On the issue of writer E. Jean Carroll’s recent sexual assault allegation against him, Donald Trump didn’t have a particularly good Monday.
While he told The Hill that “it never happened,” he also said that “with great respect … she’s not my type.”
You can probably guess which quote got more play in the media.
If you want to play the public relations game here, however, the major consolation for the president is that Carroll had a much worse Monday.
In an interview with Anderson Cooper on CNN — something that should have been an easy P.R. win for the Elle columnist, given the events of earlier in the day — Carroll described the alleged event with Trump as a “fight” rather than “rape” and insisted that “people” think rape is “sexy,” leading Cooper to cut to a commercial.
In case you’re coming late to the story: Carroll claimed, in an excerpt from her new book published in New York Magazine last week, that Trump sexually assaulted her some time during the mid-1990s when she was working at Bergdorf Goodman in New York City.
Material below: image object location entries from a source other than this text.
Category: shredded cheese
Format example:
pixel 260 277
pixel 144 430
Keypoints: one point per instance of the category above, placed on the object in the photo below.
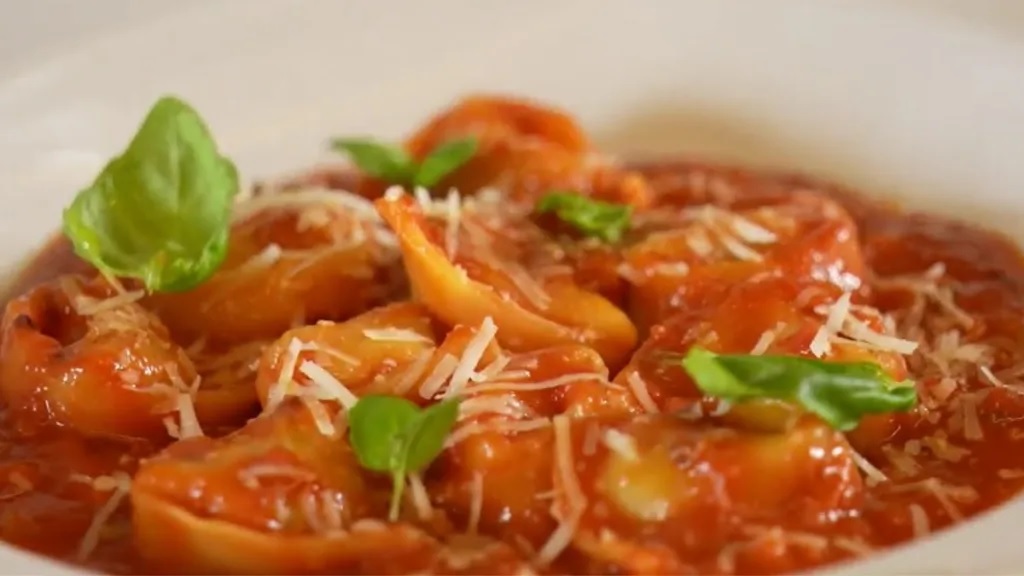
pixel 622 444
pixel 331 386
pixel 475 502
pixel 282 386
pixel 90 539
pixel 576 501
pixel 471 356
pixel 453 204
pixel 441 372
pixel 188 426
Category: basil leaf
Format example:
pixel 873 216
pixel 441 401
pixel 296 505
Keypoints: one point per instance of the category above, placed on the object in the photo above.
pixel 429 433
pixel 376 425
pixel 392 435
pixel 592 217
pixel 161 211
pixel 841 394
pixel 443 160
pixel 379 160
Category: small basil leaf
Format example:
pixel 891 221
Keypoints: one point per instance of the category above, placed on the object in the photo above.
pixel 160 211
pixel 376 430
pixel 592 217
pixel 443 160
pixel 379 160
pixel 841 394
pixel 428 434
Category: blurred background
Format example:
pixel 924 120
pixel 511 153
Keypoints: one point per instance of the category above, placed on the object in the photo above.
pixel 34 30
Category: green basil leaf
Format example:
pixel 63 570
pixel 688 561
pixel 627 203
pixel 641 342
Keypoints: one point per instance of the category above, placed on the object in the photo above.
pixel 379 160
pixel 392 435
pixel 443 160
pixel 377 426
pixel 592 217
pixel 841 394
pixel 161 211
pixel 428 434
In the excerpt, Carroll claims that Trump “lung[ed]” at her in a dressing room as she was helping him pick out lingerie, forcibly kissing her and then pushing her against a wall, trying to pull her clothing off.
“I am astonished by what I’m about to write: I keep laughing. The next moment, still wearing correct business attire, shirt, tie, suit jacket, overcoat, he opens the overcoat, unzips his pants, and, forcing his fingers around my private area, thrusts his penis halfway — or completely, I’m not certain — inside me. It turns into a colossal struggle,” Carroll wrote.
“I am wearing a pair of sturdy black patent-leather four-inch Barneys high heels, which puts my height around six-one, and I try to stomp his foot. I try to push him off with my one free hand — for some reason, I keep holding my purse with the other — and I finally get a knee up high enough to push him out and off and I turn, open the door, and run out of the dressing room.”
During the interview on CNN Monday, the now-75-year-old Carroll insisted there was nothing “sexual” about her alleged encounter with Trump, insisting she didn’t feel victimized.
“I was not thrown on the ground and ravaged,” Carroll said.
“The word rape carries so many sexual connotations. This was not sexual. It just hurt.”
“I think most people think of rape as a violent assault,” Cooper said, haltingly.
“I think most people think of rape as being sexy,” Carroll said in response. “They think of the fantasies.”
“We’re just going to take a quick break, if you can stick around,” Cooper said, with evident unease.
“You’re fascinating to talk to,” Carroll said, eliciting a nervous laugh from Cooper.
Anderson Cooper went straight to commercial right after this comment. pic.twitter.com/hkM7KCYw71
— Cameron Cawthorne (@Cam_Cawthorne) June 25, 2019
I’m sure Cooper felt similarly about her — although not for reasons Carroll might appreciate, in both senses of the word.
When this story broke, I noted that while I don’t pretend to have some sort of special knowledge on a sexual assault allegation that isn’t bequeathed unto the general public, I can spot red flags as well as anyone else.
Carroll has been a public figure for well over a quarter-century now. She would have been by far the most prominent of Trump’s accusers during the 2016 election cycle (porn stars represented by loud-mouthed attorneys might make for more headlines than credibility). She’s generated at least some mention on the campaign trail for 2020 already.
But her decision to make allegations against the president instead came as the advance press for her new book “What Do We Need Men For?: A Modest Proposal.”
To this red flag we can now add this interview with Cooper in which Carroll’s attitudes about the incident — and indeed about what constitutes rape in general — are so bizarre as to cast further doubt upon her story, blowing huge holes in it.
Without being a woman and without having been sexually victimized, I think most women would know when they’ve been sexually victimized.
What Carroll is describing is victimization, it meets the definition of sexual assault and it certainly isn’t “sexy.”
I don’t think I’m alone in this estimation. If you don’t believe me, just watch Anderson Cooper squirm.